The German and Danish minorities living on each side of the border between Denmark and Germany have cultural and linguistic rights regulated through the Copenhagen-Bonn declarations from 1955. These two declarations, which are seen as a “constitution for the borderland” of sort, turn 60 this year. The anniversary was recently celebrated through the conference “60 years of the Bonn-Copenhagen declarations – the position of minorities and people in European comparison” in Sonderborg. A former guest researcher at the Peace Institute, Felix Schulte, presented the Åland example as a case study to underline the importance of exemplary minority policy:
“No state in the world is ethnically homogenous.
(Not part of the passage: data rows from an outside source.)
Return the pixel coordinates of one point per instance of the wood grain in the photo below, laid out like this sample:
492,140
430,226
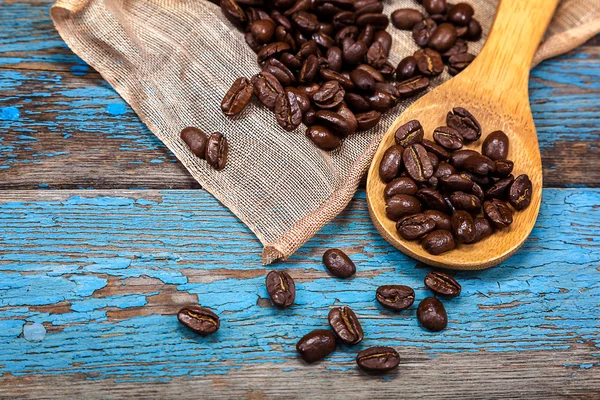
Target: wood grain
103,272
51,100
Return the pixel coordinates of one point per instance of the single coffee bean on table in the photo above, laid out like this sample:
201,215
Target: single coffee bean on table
199,319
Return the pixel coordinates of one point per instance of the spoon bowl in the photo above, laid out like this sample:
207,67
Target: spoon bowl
494,89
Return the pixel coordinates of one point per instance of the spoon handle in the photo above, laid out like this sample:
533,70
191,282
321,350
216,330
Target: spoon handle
503,64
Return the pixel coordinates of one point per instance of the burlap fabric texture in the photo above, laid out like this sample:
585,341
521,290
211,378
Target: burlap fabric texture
173,61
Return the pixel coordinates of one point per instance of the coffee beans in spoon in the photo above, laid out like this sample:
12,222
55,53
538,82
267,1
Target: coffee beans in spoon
446,196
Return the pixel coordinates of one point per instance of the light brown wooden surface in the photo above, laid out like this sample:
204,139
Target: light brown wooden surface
494,89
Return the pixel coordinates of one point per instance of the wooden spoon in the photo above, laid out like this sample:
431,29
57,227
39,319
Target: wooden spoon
494,88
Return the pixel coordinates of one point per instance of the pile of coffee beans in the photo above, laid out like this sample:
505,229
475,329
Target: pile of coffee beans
213,148
442,194
325,62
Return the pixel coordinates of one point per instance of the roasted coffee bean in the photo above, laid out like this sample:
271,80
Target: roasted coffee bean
401,205
442,284
465,123
395,297
483,229
406,18
461,14
199,319
368,120
438,242
381,101
237,97
408,134
441,220
417,163
415,226
263,30
281,288
465,201
463,226
458,158
439,151
500,188
406,68
391,163
363,80
495,146
345,325
443,37
498,213
338,263
502,168
432,314
429,62
448,138
423,30
330,95
412,86
316,345
266,88
287,111
432,199
519,194
402,185
196,140
216,151
322,137
378,359
478,164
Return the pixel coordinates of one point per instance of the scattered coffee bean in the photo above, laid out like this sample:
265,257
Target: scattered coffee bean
199,319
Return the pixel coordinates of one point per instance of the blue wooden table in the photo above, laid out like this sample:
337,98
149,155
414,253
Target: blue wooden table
90,280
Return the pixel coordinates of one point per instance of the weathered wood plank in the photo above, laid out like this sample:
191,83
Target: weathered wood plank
65,128
104,271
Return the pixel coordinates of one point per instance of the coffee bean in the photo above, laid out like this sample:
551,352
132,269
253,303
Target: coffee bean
410,133
461,14
495,146
417,163
322,137
345,325
467,202
199,319
483,229
463,226
391,163
441,220
316,345
415,226
498,213
395,297
403,185
438,242
378,359
443,37
338,263
266,88
442,284
406,18
448,138
281,288
196,140
432,314
237,97
401,205
216,151
519,194
429,62
465,123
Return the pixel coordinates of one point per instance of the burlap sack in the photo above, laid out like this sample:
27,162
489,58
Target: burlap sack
173,61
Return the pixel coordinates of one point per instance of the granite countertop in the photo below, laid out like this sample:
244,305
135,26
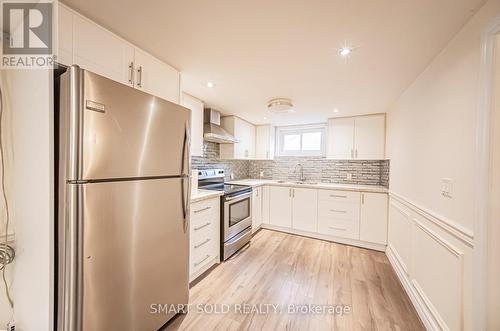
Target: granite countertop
328,186
204,195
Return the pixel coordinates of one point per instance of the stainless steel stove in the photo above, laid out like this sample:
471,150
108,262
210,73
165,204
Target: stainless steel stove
235,211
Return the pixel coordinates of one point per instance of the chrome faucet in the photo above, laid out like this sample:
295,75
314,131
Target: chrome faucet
301,178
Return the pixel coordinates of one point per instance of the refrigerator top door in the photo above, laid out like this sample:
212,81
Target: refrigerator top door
116,132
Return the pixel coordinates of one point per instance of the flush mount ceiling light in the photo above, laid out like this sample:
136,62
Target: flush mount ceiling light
280,106
345,51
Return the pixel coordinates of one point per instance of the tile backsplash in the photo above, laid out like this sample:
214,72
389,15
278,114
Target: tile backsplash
282,168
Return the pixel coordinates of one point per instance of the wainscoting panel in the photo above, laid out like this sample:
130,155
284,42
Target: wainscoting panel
433,264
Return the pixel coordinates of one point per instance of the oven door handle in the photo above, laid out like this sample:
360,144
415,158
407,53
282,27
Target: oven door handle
239,197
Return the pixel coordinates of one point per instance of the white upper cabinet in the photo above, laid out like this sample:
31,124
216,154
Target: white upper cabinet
369,137
85,43
99,51
64,50
340,138
156,77
244,133
196,107
264,142
357,138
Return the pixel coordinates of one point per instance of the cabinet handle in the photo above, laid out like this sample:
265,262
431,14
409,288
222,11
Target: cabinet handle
202,260
202,209
139,76
203,243
202,226
131,73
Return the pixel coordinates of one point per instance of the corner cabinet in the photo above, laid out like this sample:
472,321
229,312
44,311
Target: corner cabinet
256,208
356,138
92,47
196,107
264,142
244,132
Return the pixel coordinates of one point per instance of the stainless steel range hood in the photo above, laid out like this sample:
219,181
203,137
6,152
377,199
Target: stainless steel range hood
212,131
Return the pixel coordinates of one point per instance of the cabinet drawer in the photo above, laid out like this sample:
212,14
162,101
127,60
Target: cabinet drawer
338,210
339,228
204,208
341,196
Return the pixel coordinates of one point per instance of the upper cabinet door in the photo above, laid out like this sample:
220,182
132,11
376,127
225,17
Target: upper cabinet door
196,107
369,137
64,36
156,77
101,52
341,138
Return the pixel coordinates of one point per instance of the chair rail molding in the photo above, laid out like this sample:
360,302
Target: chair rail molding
482,169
Eighty per cent of all the conflicts in the world are intrastate conflicts, sixty to seventy of all conflicts are of ethnic origin, such as when minorities demand autonomy or secession. When we look at the position of minorities, only eleven to twelve per cent holds political power, 44 per cent are politically completely excluded. Naturally, not all groups rebel through violence, but this does not mean that it is only “minority hot spots” that are in need of peaceful conflict resolutions. In the light of 400 ethnical intrastate conflicts around the world it is worth considering!”
Today Schulte is a PhD-student at the Heidelberg University, Germany. Shortly, the Peace Institute will release Shulte’s report “Conflict Regulation through Self-Rule – Success Factors of Territorial Autonomy Systems”, with Åland as a case study, so keep a lookout!